The Ultimate Engineer: The Remarkable Life of NASA’s Visionary Leader George M. Low
Jurek (Marketing the Moon
, coauthor), an Air & Space
magazine contributor, gives a now obscure, yet vital, player in America’s space program his due in this solid biography. George M. Low (1926–1984), who immigrated to the U.S. from Austria in 1940, joined NASA precursor NACA (the National Advisory Committee for Aeronautics) in 1949 as an aeronautical research scientist, and transferred to NASA upon its formation nine years later. Jurek makes extensive use of Low’s own writings, as well as interviews with his friends and family, to recount a meteoric career, which would see him head the Gemini and Apollo programs, shepherding the latter toward a successful lunar landing after the traumatic Apollo 1 fire.

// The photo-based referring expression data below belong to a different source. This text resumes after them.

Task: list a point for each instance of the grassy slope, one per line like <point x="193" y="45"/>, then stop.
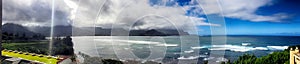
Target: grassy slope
<point x="34" y="47"/>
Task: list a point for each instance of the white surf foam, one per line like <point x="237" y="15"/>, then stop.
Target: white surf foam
<point x="239" y="48"/>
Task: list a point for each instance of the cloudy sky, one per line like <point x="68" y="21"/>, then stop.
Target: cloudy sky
<point x="240" y="17"/>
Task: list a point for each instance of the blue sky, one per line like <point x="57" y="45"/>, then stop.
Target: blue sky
<point x="242" y="17"/>
<point x="289" y="26"/>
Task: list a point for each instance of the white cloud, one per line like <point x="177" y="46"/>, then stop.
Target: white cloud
<point x="125" y="13"/>
<point x="242" y="9"/>
<point x="34" y="11"/>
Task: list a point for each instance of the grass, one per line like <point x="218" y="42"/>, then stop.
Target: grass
<point x="34" y="47"/>
<point x="30" y="57"/>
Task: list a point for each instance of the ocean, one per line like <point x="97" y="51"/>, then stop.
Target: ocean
<point x="181" y="49"/>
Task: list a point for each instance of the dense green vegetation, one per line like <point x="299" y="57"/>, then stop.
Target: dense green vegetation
<point x="280" y="57"/>
<point x="34" y="47"/>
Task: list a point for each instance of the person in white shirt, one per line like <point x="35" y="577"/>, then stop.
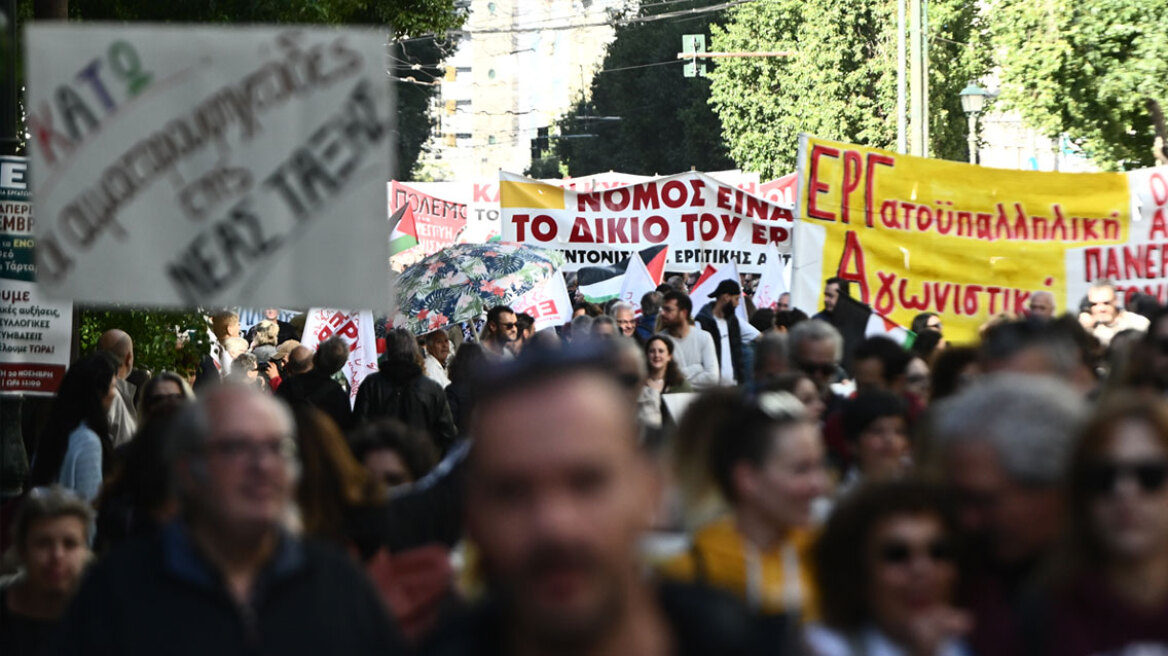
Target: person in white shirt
<point x="718" y="319"/>
<point x="693" y="347"/>
<point x="437" y="354"/>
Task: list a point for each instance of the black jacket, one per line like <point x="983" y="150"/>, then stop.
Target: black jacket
<point x="317" y="390"/>
<point x="710" y="325"/>
<point x="159" y="595"/>
<point x="403" y="392"/>
<point x="703" y="621"/>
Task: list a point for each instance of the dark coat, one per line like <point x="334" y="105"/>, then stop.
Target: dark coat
<point x="703" y="622"/>
<point x="402" y="392"/>
<point x="710" y="325"/>
<point x="159" y="595"/>
<point x="317" y="390"/>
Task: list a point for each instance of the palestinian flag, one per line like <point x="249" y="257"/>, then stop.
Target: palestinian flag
<point x="602" y="284"/>
<point x="403" y="230"/>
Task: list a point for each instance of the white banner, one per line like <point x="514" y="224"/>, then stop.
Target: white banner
<point x="183" y="166"/>
<point x="703" y="221"/>
<point x="356" y="329"/>
<point x="35" y="333"/>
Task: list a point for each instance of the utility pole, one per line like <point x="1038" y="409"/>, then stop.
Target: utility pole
<point x="917" y="84"/>
<point x="902" y="79"/>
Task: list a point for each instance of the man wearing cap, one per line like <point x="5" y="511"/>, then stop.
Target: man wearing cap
<point x="717" y="318"/>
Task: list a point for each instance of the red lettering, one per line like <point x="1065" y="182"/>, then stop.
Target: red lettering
<point x="543" y="228"/>
<point x="874" y="160"/>
<point x="657" y="229"/>
<point x="673" y="194"/>
<point x="852" y="264"/>
<point x="853" y="166"/>
<point x="814" y="187"/>
<point x="581" y="232"/>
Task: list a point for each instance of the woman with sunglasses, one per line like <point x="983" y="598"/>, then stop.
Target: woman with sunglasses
<point x="166" y="389"/>
<point x="887" y="572"/>
<point x="1113" y="594"/>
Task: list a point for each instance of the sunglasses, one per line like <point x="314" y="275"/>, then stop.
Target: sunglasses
<point x="898" y="552"/>
<point x="1151" y="475"/>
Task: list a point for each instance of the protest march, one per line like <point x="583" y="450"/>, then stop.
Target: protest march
<point x="882" y="404"/>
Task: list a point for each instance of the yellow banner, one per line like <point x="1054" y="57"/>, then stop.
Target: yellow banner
<point x="917" y="235"/>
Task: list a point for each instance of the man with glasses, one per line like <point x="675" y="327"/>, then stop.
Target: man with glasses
<point x="1002" y="446"/>
<point x="693" y="347"/>
<point x="228" y="578"/>
<point x="500" y="333"/>
<point x="817" y="349"/>
<point x="625" y="316"/>
<point x="1104" y="318"/>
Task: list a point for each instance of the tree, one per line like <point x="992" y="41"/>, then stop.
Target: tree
<point x="666" y="124"/>
<point x="164" y="340"/>
<point x="841" y="81"/>
<point x="1086" y="70"/>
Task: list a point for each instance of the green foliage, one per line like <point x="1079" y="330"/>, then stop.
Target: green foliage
<point x="155" y="333"/>
<point x="841" y="82"/>
<point x="666" y="121"/>
<point x="1085" y="69"/>
<point x="544" y="168"/>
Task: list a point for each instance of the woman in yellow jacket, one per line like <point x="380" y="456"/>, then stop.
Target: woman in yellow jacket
<point x="767" y="461"/>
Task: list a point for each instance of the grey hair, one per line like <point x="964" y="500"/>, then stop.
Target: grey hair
<point x="620" y="306"/>
<point x="193" y="427"/>
<point x="814" y="330"/>
<point x="1030" y="421"/>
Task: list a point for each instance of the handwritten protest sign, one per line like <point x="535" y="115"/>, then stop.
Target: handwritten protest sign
<point x="209" y="166"/>
<point x="702" y="220"/>
<point x="966" y="242"/>
<point x="35" y="333"/>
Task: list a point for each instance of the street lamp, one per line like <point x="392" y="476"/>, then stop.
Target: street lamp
<point x="973" y="102"/>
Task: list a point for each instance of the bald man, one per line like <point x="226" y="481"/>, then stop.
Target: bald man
<point x="1042" y="305"/>
<point x="123" y="423"/>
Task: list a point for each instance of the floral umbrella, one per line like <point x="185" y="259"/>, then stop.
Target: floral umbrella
<point x="463" y="281"/>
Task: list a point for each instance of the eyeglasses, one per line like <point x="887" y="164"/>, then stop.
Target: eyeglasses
<point x="1103" y="479"/>
<point x="899" y="552"/>
<point x="238" y="449"/>
<point x="811" y="369"/>
<point x="159" y="398"/>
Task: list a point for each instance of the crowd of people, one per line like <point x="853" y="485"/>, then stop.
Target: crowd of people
<point x="664" y="481"/>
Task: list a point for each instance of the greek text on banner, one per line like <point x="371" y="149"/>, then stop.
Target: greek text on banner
<point x="209" y="166"/>
<point x="966" y="242"/>
<point x="703" y="221"/>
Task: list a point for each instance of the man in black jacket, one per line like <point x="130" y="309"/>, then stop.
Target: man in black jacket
<point x="227" y="578"/>
<point x="717" y="318"/>
<point x="317" y="388"/>
<point x="401" y="391"/>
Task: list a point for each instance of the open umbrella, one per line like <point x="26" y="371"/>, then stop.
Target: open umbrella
<point x="463" y="281"/>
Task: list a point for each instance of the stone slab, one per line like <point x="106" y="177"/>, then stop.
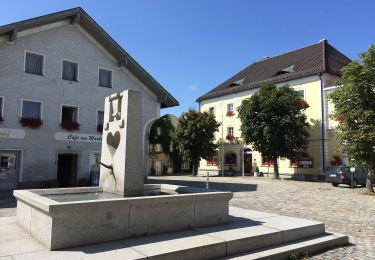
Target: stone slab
<point x="111" y="250"/>
<point x="182" y="245"/>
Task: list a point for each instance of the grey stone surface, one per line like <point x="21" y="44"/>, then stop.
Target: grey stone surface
<point x="182" y="245"/>
<point x="122" y="145"/>
<point x="343" y="210"/>
<point x="65" y="224"/>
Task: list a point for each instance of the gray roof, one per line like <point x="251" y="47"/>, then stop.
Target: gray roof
<point x="314" y="59"/>
<point x="78" y="15"/>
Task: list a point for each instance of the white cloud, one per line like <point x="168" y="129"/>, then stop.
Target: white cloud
<point x="194" y="87"/>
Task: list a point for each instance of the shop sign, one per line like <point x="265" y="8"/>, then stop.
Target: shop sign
<point x="12" y="133"/>
<point x="305" y="163"/>
<point x="72" y="137"/>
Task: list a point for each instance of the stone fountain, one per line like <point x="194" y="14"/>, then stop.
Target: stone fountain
<point x="121" y="206"/>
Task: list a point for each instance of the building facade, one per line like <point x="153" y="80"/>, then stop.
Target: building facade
<point x="55" y="72"/>
<point x="313" y="72"/>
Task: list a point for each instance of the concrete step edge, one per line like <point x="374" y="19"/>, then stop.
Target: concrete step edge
<point x="299" y="247"/>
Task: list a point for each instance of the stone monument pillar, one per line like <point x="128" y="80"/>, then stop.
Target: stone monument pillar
<point x="121" y="171"/>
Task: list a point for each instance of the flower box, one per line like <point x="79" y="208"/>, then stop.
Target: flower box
<point x="211" y="163"/>
<point x="230" y="113"/>
<point x="70" y="126"/>
<point x="229" y="137"/>
<point x="267" y="163"/>
<point x="31" y="122"/>
<point x="99" y="128"/>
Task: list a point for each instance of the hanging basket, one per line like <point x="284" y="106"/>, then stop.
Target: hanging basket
<point x="30" y="122"/>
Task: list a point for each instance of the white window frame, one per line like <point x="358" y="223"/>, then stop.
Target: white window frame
<point x="232" y="107"/>
<point x="2" y="106"/>
<point x="101" y="68"/>
<point x="304" y="92"/>
<point x="31" y="100"/>
<point x="91" y="153"/>
<point x="68" y="105"/>
<point x="36" y="53"/>
<point x="97" y="112"/>
<point x="62" y="69"/>
<point x="228" y="131"/>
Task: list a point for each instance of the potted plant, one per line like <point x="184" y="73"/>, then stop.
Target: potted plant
<point x="31" y="122"/>
<point x="70" y="126"/>
<point x="256" y="172"/>
<point x="99" y="128"/>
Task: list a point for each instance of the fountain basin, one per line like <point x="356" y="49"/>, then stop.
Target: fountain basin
<point x="67" y="217"/>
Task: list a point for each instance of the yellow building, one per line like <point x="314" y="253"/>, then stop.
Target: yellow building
<point x="313" y="71"/>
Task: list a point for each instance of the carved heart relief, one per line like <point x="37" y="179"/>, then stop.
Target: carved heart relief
<point x="113" y="140"/>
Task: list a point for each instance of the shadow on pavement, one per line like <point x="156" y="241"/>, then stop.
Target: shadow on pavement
<point x="233" y="187"/>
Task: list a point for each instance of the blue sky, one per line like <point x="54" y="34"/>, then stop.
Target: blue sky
<point x="192" y="46"/>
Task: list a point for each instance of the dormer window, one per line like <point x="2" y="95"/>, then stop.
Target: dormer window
<point x="289" y="69"/>
<point x="237" y="83"/>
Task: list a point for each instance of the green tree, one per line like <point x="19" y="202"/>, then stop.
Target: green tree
<point x="274" y="123"/>
<point x="195" y="135"/>
<point x="354" y="102"/>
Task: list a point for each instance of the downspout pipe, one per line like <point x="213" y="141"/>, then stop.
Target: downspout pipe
<point x="322" y="133"/>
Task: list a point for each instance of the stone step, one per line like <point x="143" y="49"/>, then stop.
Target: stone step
<point x="299" y="248"/>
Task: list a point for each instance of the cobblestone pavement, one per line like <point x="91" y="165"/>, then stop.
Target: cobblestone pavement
<point x="343" y="210"/>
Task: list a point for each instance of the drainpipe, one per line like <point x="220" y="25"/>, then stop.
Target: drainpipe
<point x="322" y="133"/>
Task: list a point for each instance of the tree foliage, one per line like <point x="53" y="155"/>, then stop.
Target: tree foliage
<point x="274" y="123"/>
<point x="354" y="104"/>
<point x="195" y="135"/>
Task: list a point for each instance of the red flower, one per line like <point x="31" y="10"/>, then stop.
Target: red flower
<point x="229" y="137"/>
<point x="70" y="126"/>
<point x="341" y="118"/>
<point x="31" y="122"/>
<point x="99" y="128"/>
<point x="303" y="103"/>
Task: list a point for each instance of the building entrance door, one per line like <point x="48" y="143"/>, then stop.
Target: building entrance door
<point x="158" y="167"/>
<point x="67" y="169"/>
<point x="9" y="169"/>
<point x="247" y="157"/>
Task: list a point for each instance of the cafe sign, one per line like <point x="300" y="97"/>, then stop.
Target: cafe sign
<point x="12" y="133"/>
<point x="72" y="137"/>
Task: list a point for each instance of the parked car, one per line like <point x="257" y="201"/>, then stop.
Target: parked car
<point x="341" y="175"/>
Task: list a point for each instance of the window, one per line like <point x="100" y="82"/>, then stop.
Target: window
<point x="230" y="130"/>
<point x="158" y="148"/>
<point x="1" y="108"/>
<point x="34" y="63"/>
<point x="70" y="71"/>
<point x="105" y="78"/>
<point x="301" y="93"/>
<point x="266" y="161"/>
<point x="230" y="109"/>
<point x="31" y="109"/>
<point x="230" y="158"/>
<point x="99" y="121"/>
<point x="69" y="114"/>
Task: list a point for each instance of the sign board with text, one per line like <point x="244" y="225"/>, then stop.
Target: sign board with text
<point x="72" y="137"/>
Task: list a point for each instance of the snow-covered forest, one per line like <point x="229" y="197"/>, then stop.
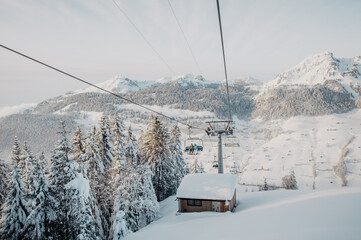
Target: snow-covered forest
<point x="103" y="184"/>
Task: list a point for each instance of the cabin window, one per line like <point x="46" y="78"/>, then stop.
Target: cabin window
<point x="193" y="202"/>
<point x="190" y="202"/>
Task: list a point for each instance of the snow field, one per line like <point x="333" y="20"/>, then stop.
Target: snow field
<point x="311" y="146"/>
<point x="280" y="214"/>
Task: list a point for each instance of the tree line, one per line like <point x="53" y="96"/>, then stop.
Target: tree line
<point x="102" y="186"/>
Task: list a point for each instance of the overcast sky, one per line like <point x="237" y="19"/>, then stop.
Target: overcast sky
<point x="93" y="40"/>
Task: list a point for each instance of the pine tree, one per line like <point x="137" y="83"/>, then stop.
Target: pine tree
<point x="85" y="223"/>
<point x="118" y="141"/>
<point x="37" y="225"/>
<point x="4" y="181"/>
<point x="176" y="149"/>
<point x="77" y="217"/>
<point x="61" y="173"/>
<point x="14" y="211"/>
<point x="135" y="203"/>
<point x="106" y="153"/>
<point x="130" y="150"/>
<point x="24" y="170"/>
<point x="105" y="140"/>
<point x="31" y="171"/>
<point x="155" y="151"/>
<point x="78" y="146"/>
<point x="94" y="167"/>
<point x="195" y="168"/>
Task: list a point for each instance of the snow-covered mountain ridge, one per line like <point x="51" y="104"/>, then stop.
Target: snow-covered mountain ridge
<point x="319" y="68"/>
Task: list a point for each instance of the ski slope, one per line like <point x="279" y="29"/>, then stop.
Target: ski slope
<point x="311" y="146"/>
<point x="280" y="214"/>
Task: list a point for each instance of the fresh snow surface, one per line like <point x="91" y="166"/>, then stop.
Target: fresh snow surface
<point x="81" y="184"/>
<point x="272" y="215"/>
<point x="169" y="111"/>
<point x="208" y="186"/>
<point x="8" y="110"/>
<point x="117" y="84"/>
<point x="318" y="68"/>
<point x="311" y="146"/>
<point x="184" y="80"/>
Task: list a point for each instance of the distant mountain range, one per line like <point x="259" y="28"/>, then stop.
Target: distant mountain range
<point x="319" y="85"/>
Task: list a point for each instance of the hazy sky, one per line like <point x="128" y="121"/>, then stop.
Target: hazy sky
<point x="93" y="40"/>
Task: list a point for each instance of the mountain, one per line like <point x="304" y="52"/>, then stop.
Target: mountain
<point x="117" y="84"/>
<point x="320" y="68"/>
<point x="319" y="85"/>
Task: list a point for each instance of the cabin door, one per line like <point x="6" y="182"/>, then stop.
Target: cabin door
<point x="216" y="206"/>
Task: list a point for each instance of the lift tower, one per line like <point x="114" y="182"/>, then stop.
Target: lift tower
<point x="217" y="128"/>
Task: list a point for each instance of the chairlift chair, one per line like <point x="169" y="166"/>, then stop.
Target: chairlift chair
<point x="196" y="142"/>
<point x="231" y="141"/>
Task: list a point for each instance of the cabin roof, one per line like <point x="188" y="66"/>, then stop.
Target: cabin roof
<point x="208" y="186"/>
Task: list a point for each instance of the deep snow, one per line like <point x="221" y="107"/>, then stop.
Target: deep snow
<point x="280" y="214"/>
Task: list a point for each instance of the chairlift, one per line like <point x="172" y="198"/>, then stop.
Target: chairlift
<point x="231" y="141"/>
<point x="193" y="145"/>
<point x="234" y="168"/>
<point x="215" y="164"/>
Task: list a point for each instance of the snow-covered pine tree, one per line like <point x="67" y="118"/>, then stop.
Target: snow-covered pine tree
<point x="85" y="224"/>
<point x="289" y="181"/>
<point x="105" y="140"/>
<point x="130" y="149"/>
<point x="154" y="149"/>
<point x="117" y="130"/>
<point x="14" y="210"/>
<point x="25" y="165"/>
<point x="4" y="181"/>
<point x="195" y="168"/>
<point x="78" y="146"/>
<point x="37" y="225"/>
<point x="106" y="153"/>
<point x="135" y="203"/>
<point x="19" y="157"/>
<point x="95" y="171"/>
<point x="176" y="149"/>
<point x="31" y="171"/>
<point x="44" y="163"/>
<point x="74" y="219"/>
<point x="61" y="173"/>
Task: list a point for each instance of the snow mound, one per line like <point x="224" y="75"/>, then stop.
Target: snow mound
<point x="208" y="186"/>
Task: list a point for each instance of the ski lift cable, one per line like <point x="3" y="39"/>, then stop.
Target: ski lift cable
<point x="93" y="85"/>
<point x="142" y="35"/>
<point x="184" y="36"/>
<point x="224" y="60"/>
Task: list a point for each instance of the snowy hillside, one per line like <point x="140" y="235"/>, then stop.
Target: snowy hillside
<point x="319" y="68"/>
<point x="117" y="84"/>
<point x="184" y="80"/>
<point x="281" y="214"/>
<point x="311" y="146"/>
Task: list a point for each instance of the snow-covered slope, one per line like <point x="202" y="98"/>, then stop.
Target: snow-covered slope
<point x="184" y="80"/>
<point x="319" y="68"/>
<point x="330" y="214"/>
<point x="117" y="84"/>
<point x="311" y="146"/>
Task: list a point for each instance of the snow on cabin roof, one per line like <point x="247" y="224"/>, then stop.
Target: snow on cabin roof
<point x="207" y="186"/>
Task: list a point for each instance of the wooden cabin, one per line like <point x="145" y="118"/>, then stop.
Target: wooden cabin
<point x="207" y="192"/>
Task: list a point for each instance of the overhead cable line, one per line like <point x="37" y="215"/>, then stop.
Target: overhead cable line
<point x="102" y="89"/>
<point x="224" y="60"/>
<point x="142" y="35"/>
<point x="184" y="36"/>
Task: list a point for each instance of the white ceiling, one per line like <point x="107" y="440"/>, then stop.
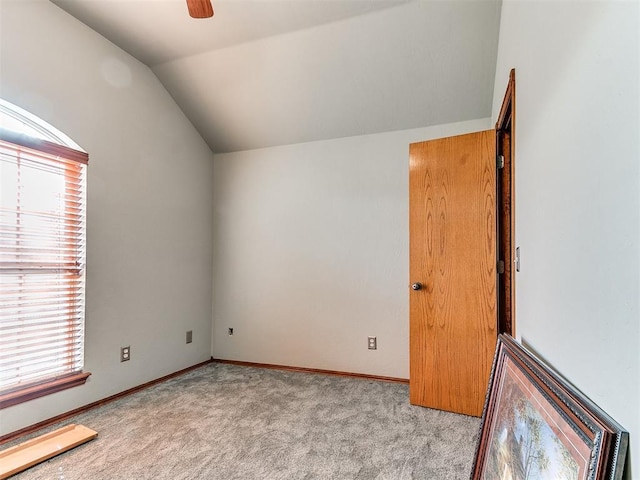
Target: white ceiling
<point x="274" y="72"/>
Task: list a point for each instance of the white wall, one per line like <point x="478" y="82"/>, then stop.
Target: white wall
<point x="577" y="192"/>
<point x="150" y="209"/>
<point x="311" y="252"/>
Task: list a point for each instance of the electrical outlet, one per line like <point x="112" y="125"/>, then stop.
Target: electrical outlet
<point x="125" y="354"/>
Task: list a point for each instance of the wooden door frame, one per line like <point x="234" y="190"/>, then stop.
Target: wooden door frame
<point x="505" y="209"/>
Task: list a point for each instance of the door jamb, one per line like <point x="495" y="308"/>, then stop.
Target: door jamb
<point x="505" y="208"/>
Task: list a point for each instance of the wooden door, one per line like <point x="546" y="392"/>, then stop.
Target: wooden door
<point x="453" y="320"/>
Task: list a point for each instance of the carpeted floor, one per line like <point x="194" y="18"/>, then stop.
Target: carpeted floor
<point x="228" y="422"/>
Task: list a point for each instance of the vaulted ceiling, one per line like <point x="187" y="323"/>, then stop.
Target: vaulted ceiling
<point x="274" y="72"/>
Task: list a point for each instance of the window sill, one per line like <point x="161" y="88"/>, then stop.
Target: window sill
<point x="35" y="391"/>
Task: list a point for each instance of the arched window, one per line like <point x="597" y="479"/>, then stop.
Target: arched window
<point x="42" y="258"/>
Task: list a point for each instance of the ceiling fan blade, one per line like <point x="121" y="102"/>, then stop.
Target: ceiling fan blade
<point x="200" y="8"/>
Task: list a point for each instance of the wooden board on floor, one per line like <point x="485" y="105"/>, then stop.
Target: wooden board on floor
<point x="39" y="449"/>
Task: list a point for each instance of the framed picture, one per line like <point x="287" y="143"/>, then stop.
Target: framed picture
<point x="535" y="425"/>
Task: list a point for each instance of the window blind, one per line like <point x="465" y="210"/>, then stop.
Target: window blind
<point x="42" y="261"/>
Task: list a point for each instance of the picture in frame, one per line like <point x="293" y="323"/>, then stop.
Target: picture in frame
<point x="536" y="426"/>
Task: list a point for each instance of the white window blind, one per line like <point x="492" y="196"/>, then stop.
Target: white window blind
<point x="42" y="262"/>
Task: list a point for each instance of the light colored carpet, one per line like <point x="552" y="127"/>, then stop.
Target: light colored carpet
<point x="229" y="422"/>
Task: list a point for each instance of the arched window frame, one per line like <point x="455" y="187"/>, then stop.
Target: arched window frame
<point x="35" y="319"/>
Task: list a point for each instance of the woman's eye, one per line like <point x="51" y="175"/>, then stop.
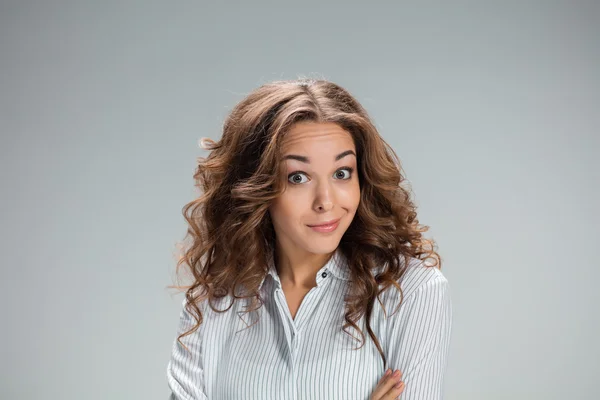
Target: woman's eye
<point x="296" y="178"/>
<point x="343" y="173"/>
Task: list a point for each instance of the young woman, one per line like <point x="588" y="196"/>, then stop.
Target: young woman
<point x="310" y="272"/>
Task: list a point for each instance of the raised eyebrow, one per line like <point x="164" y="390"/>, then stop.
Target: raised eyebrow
<point x="307" y="161"/>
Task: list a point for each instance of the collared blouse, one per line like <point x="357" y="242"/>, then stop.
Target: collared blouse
<point x="309" y="356"/>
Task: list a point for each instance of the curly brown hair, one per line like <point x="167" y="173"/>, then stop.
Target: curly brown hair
<point x="230" y="232"/>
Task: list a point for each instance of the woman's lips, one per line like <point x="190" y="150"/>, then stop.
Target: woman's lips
<point x="329" y="226"/>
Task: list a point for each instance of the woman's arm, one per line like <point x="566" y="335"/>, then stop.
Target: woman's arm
<point x="419" y="338"/>
<point x="185" y="371"/>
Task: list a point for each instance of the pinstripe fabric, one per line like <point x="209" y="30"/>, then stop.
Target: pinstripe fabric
<point x="309" y="357"/>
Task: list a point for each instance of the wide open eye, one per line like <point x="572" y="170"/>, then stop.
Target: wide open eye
<point x="344" y="173"/>
<point x="295" y="178"/>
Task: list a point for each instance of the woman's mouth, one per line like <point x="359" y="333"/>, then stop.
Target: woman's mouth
<point x="326" y="227"/>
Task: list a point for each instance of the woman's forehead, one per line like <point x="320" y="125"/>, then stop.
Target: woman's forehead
<point x="311" y="135"/>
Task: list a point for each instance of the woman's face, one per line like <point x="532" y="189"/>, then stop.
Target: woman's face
<point x="321" y="186"/>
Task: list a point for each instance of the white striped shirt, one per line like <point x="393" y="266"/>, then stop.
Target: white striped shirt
<point x="310" y="357"/>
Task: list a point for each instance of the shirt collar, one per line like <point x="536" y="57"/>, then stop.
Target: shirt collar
<point x="337" y="265"/>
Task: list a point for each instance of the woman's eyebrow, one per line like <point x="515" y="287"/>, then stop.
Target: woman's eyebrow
<point x="307" y="161"/>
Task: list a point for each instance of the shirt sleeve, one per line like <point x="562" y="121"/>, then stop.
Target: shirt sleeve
<point x="419" y="337"/>
<point x="185" y="372"/>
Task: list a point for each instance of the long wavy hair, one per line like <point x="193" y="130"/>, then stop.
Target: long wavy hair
<point x="230" y="235"/>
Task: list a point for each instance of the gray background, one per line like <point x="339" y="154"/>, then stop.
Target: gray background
<point x="491" y="106"/>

While according the most attention to Low’s professional achievements—which also included being named deputy NASA administrator in December 1969—Jurek takes care to humanize his subject, with appealing descriptions of Low’s devotion to his wife and to their five children. Even under the immense pressure of the Apollo program, Low tried, he told reporters, “to make it a rule not to work on Sundays.” The result of Jurek’s extensive research and careful use of detail is a comprehensive portrait of a figure vastly greater in significance than in name recognition. (Dec.)
Correction: An earlier version of this review referred to George M. Low's wife by an incorrect name.